ウタカタが席を立つ。ミコはすでに立ち上がっていた。
俺が苦虫をかみ潰したような顔をしていると、ミコが肩にそっと手を置いて言った。
「アサコさんとアカリさんの所へご案内しますね。こちらに来てください」
促されてミコの後に続く俺に「結城くん」とウタカタが声をかけてきた。
「なんだよ」
「キミ達の地元のおばあさん、青果店の。わかるでしょ?」
「は?それがなんだよ」
「よく言われてたでしょ?『悪いことをしたら神様は罰を与えるんだよ。それは逃げられないことだから、悪い事はしたらダメだよ』って覚えてる?」
青果店のばあちゃん。
俺たちが遊び場にしている場所へ向かう途中に通る道にある店。
俺たちはイタズラばっかりしていたから、よく言われていた。
今、ウタカタが言った言葉を。
何回言われたか記憶にないほど、口癖のように言っていた。
「罰を与える神はアンタだって言いたいのか?」
自嘲気味に言うとウタカタは声を上げて笑った。
「それは知らないよー!神様なんてたくさんいるんだから。あ、それと僕を攻略して何事もなく現世へ帰れるって考えは捨てた方がいいよ。キミには言ってなかったね、過去や現在はよっぽどのことがない限り変えられないよ?だから諦めて、最後の1人を待っていることだね。3人で顔を合わせるんだから久々に語り合いなよ。「あの事」をね」
ムカつく。
本当にぶん殴りたくなる。
その場にあった椅子をガンっと蹴っ飛ばす。
「キック力はアカリさんの方が上みたいだねー。会ったらゴリラみたいな女なんて言ったらダメだよー。女性には優しくね。キミ、いつもやってることじゃん」
「ウタカタさん!」
ミコが咎めるように言った。
「だから言ったじゃん。僕はキミのような男の子は嫌いだって」
「うるせー!!」
俺が怒鳴ってもケラケラと笑っている。
「ごめんなさい。ウタカタさんって少し子供っぽいところが……。行きましょう。お二人が待っています。3人で考えて選択してくださいね?後で皆さんで美味しく食べられるようなお菓子持って行きますから」
ミコが優しく背中を押して、俺は2人がいるという個室に入った。
結城ナオトがミコに案内された個室入ると、1人掛けのソファにそれぞれ座っている、柳アサコと清水アカリがナオトの方へ視線を向けた。
「やっぱりナオトだったのね」
アカリが言った。
ナオトで良かったという表情をしている。安心したように椅子に深く座り直した。
「あ、ナオト。久しぶりだね、こんな場所は言うのは変だけれど……」
アサコは困ったような笑顔を向けている。
「おう、久々。……って、やっぱり変だな」
ナオトもぎこちない挨拶をした。
「結城さん、こちらの椅子へどうぞ」
ミコがナオトを空いている椅子に案内をする。
1人掛けのソファが4個。
丸いテーブルを囲むように並んでいる。
4人分。
やっぱり俺たちは「あの事」で呼ばれたのだとナオトは確信して、言われた椅子に座った。

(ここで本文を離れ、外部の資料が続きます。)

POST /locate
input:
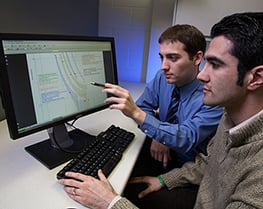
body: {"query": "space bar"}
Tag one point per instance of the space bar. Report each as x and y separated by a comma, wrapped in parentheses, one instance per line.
(110, 165)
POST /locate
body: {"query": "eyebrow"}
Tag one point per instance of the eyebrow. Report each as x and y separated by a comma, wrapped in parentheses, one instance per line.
(169, 54)
(214, 59)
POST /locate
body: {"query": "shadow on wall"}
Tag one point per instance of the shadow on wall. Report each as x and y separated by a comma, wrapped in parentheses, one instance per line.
(2, 113)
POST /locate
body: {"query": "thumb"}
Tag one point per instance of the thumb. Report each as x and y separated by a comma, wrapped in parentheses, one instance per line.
(144, 192)
(101, 175)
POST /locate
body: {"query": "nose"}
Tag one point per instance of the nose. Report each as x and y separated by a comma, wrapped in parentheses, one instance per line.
(165, 65)
(203, 75)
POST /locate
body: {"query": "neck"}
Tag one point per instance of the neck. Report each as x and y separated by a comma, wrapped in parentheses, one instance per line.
(245, 109)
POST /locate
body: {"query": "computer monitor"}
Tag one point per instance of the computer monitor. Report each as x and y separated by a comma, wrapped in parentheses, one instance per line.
(46, 83)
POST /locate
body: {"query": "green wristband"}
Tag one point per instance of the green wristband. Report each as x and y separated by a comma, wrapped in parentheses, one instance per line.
(161, 181)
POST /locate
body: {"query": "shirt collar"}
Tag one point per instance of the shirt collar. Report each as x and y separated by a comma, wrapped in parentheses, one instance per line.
(188, 89)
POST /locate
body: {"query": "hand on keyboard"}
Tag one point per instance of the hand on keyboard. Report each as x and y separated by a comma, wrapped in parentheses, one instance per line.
(104, 153)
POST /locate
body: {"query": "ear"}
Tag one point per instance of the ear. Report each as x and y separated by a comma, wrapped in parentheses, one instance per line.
(198, 58)
(255, 79)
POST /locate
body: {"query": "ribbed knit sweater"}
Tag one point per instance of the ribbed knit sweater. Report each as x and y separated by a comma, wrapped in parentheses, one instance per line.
(230, 176)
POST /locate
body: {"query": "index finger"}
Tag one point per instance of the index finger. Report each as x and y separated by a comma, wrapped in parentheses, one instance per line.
(136, 180)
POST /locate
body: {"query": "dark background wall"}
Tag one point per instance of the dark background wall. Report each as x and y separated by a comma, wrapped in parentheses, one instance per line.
(49, 16)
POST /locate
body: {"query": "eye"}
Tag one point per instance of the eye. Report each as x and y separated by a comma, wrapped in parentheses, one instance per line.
(173, 57)
(215, 65)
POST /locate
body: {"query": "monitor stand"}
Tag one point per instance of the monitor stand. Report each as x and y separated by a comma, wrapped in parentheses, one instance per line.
(61, 146)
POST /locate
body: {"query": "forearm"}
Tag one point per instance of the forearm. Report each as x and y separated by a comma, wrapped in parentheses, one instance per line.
(190, 173)
(123, 203)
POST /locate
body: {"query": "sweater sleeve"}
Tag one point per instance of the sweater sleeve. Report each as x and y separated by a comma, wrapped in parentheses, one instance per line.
(190, 173)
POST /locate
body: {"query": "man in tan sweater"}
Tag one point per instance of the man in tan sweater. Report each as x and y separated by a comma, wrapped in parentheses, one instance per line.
(231, 175)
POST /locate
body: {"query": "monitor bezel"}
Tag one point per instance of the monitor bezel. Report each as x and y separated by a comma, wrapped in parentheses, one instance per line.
(7, 101)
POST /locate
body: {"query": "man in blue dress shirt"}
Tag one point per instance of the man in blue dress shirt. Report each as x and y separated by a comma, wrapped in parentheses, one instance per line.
(181, 51)
(170, 144)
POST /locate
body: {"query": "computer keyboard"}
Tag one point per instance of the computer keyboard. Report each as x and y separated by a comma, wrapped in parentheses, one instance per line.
(104, 152)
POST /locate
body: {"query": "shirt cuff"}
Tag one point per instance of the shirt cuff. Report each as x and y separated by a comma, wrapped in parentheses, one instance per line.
(115, 199)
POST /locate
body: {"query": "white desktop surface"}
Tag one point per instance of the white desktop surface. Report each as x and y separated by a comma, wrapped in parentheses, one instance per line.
(27, 184)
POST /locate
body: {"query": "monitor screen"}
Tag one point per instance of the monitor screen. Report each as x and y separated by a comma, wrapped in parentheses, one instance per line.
(46, 82)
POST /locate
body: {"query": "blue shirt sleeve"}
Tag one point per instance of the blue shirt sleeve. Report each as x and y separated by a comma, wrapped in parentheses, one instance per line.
(197, 122)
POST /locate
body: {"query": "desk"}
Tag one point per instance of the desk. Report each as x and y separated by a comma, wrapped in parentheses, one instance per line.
(27, 184)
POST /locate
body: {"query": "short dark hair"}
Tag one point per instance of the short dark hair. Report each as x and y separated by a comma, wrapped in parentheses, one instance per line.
(245, 31)
(190, 36)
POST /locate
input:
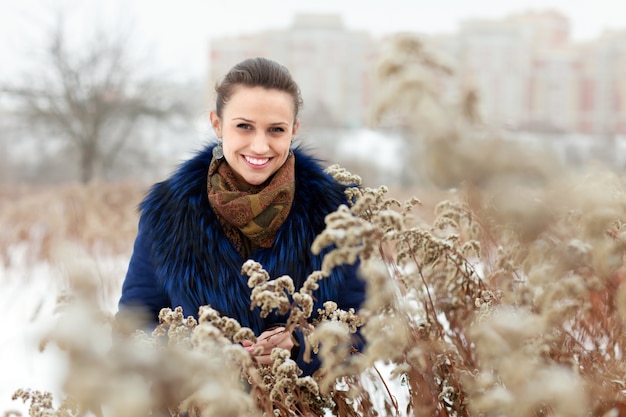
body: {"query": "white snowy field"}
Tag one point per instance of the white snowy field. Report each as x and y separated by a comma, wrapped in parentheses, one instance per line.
(28, 293)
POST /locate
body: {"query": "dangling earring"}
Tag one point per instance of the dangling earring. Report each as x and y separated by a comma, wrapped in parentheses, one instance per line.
(218, 150)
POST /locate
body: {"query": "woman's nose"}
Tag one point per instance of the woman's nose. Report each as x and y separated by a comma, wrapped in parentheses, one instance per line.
(260, 143)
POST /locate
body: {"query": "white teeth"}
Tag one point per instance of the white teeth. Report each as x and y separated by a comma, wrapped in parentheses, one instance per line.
(257, 161)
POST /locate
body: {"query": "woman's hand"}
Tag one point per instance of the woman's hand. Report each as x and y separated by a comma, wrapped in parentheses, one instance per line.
(275, 337)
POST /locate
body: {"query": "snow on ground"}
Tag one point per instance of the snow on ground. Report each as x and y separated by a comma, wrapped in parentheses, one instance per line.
(28, 293)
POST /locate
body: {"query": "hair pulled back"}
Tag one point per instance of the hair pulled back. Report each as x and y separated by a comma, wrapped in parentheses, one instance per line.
(257, 72)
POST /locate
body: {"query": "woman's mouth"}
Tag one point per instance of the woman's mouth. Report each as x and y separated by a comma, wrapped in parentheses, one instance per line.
(257, 162)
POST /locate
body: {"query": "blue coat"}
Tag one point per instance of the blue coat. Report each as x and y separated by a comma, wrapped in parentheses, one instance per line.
(182, 258)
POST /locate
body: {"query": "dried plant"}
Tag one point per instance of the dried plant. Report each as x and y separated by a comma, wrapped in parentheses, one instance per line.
(507, 298)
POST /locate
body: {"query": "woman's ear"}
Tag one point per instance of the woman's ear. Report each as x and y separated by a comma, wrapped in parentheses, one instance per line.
(216, 123)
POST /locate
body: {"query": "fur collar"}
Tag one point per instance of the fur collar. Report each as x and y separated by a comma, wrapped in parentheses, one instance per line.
(197, 264)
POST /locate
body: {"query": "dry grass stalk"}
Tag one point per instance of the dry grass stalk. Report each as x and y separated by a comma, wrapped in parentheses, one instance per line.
(507, 300)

「今、お菓子と飲み物をご用意しますね。人数が多いのでパーティー風なお菓子なんかいいですよねー。カラオケによくあるような。みんなで食べると楽しいですね!すぐにお持ちしますのでお待ちくださいね」
ミコが笑顔で言い、そして部屋を出ていく様子を3人で見る。
3人とも思っている。
楽しい?正気なのか?と。
しばらく誰も口を開かない。
アカリは肘掛に寄りかかり頬杖をついている。
ナオトは足を組み、肩が凝るのか首を回している。
膝の上に置いた両手を握ったり離したりしているアサコが、ゴクンと唾を飲み込んで思い切ったように口を開いた。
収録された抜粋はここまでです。